Dear Bathroom Scale,
You lie.
How could I have gained 5 pounds overnight?
I was pretty good yesterday. I stayed within my Weight Watchers point allotment.
Mostly.
I just really needed something soft and comforting to help me recover from the pain and expense of a brand new crown (not on my head, in my mouth). I had no idea that delicious strawberry shake would cost me 18 (18!) points. But after that I tried really hard to be good. Even though I poured White Cheddar Popcorn Seasoning directly on my tongue while watching TV just to get the taste of cheese. It was only 2 calories per 1/4 teaspoon.

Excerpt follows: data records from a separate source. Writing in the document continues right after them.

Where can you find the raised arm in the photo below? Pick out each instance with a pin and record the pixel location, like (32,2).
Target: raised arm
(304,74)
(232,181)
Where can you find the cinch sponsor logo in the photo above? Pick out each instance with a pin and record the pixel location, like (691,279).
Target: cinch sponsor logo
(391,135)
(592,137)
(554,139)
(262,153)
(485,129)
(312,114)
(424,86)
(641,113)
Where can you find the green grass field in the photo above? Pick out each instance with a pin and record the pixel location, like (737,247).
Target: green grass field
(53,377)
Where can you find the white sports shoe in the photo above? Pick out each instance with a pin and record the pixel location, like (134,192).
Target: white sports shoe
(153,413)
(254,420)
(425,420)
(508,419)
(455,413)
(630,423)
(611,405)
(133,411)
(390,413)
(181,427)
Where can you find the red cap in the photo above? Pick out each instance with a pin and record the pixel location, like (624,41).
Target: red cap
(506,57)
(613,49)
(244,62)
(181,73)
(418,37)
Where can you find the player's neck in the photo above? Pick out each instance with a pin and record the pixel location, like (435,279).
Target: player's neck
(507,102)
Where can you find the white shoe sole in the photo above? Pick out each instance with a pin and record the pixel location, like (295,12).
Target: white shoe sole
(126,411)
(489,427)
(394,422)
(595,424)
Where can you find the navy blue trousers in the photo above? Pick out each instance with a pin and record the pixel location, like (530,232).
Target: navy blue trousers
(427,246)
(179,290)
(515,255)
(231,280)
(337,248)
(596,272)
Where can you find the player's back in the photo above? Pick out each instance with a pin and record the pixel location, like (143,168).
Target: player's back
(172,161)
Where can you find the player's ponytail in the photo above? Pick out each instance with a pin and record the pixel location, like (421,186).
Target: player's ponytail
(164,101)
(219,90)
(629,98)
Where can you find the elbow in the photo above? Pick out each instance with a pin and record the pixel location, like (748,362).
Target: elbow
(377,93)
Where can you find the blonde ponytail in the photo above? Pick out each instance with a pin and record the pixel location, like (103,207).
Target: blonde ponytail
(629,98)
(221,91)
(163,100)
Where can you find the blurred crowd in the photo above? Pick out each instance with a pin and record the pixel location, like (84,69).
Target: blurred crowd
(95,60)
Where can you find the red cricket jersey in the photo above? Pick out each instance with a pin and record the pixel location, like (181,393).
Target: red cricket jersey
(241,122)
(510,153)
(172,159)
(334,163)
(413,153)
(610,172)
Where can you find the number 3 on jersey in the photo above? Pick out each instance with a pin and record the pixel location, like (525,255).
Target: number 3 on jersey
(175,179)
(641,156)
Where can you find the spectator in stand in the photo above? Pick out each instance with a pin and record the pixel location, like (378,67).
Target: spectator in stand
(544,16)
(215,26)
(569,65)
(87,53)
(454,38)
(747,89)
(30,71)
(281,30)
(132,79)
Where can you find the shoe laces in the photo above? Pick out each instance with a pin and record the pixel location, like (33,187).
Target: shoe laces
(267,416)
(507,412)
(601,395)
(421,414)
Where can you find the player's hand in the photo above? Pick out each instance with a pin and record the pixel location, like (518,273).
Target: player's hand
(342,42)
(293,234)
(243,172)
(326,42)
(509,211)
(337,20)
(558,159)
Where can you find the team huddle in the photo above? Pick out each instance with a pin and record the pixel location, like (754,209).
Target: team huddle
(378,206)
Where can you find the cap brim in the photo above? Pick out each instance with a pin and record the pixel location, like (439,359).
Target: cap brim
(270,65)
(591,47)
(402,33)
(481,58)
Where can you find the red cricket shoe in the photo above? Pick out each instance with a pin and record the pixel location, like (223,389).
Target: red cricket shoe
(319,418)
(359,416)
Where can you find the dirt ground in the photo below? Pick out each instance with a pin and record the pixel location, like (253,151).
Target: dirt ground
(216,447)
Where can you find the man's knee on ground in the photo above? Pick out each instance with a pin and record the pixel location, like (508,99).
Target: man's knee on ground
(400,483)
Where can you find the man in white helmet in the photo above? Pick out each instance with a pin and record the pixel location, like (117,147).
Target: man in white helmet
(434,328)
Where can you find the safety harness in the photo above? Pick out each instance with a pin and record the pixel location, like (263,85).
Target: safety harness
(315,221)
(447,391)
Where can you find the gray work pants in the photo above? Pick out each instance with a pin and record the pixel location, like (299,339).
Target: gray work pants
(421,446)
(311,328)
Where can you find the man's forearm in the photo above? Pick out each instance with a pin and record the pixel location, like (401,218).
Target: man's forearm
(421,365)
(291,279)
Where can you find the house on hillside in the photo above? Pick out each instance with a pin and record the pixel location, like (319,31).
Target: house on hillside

Mr. Scale, if you can't come up with a better number, you're going to have to go.
Fine, I'll scoot you to the left a little and see if that changes things. How 'bout to the right? What if I pick you up and then put you back down again and see if things are different? How about I weigh myself 4 different times? I promise I'll count the second lowest number you give me, just to be fair.
Come on!
There we go! I knew I didn't gain overnight. Oh look, I lost a couple ounces. If I lean back.
Thank you for your cooperation,
Ruth
6 comments:
HAHAHA Ruth....I know exactly how you feel and those scales truly have a mind of their own, don't they! I enjoy your posts. We will be seeing Keralyn next week in Idaho:)
I. Love. You.
Cracks me up, we have so all been there. I hope you're weighing yourself naked though, it always turns out better that way. I refuse to weight myself with clothes on or anytime after eating breakfast. :)
Blame it on the fact that you're milking...maybe you just produced some whole milk in the night and it weighs a little more??!
Lol! I do hate scales. I do. Every last one of them lies to me so I try lying to them... doesn't really work that way. (btw - my word verification is "blutter")
Ruth, this is one of the funniest things I've read in a while.
I miss you! Definitely need to make time for a visit.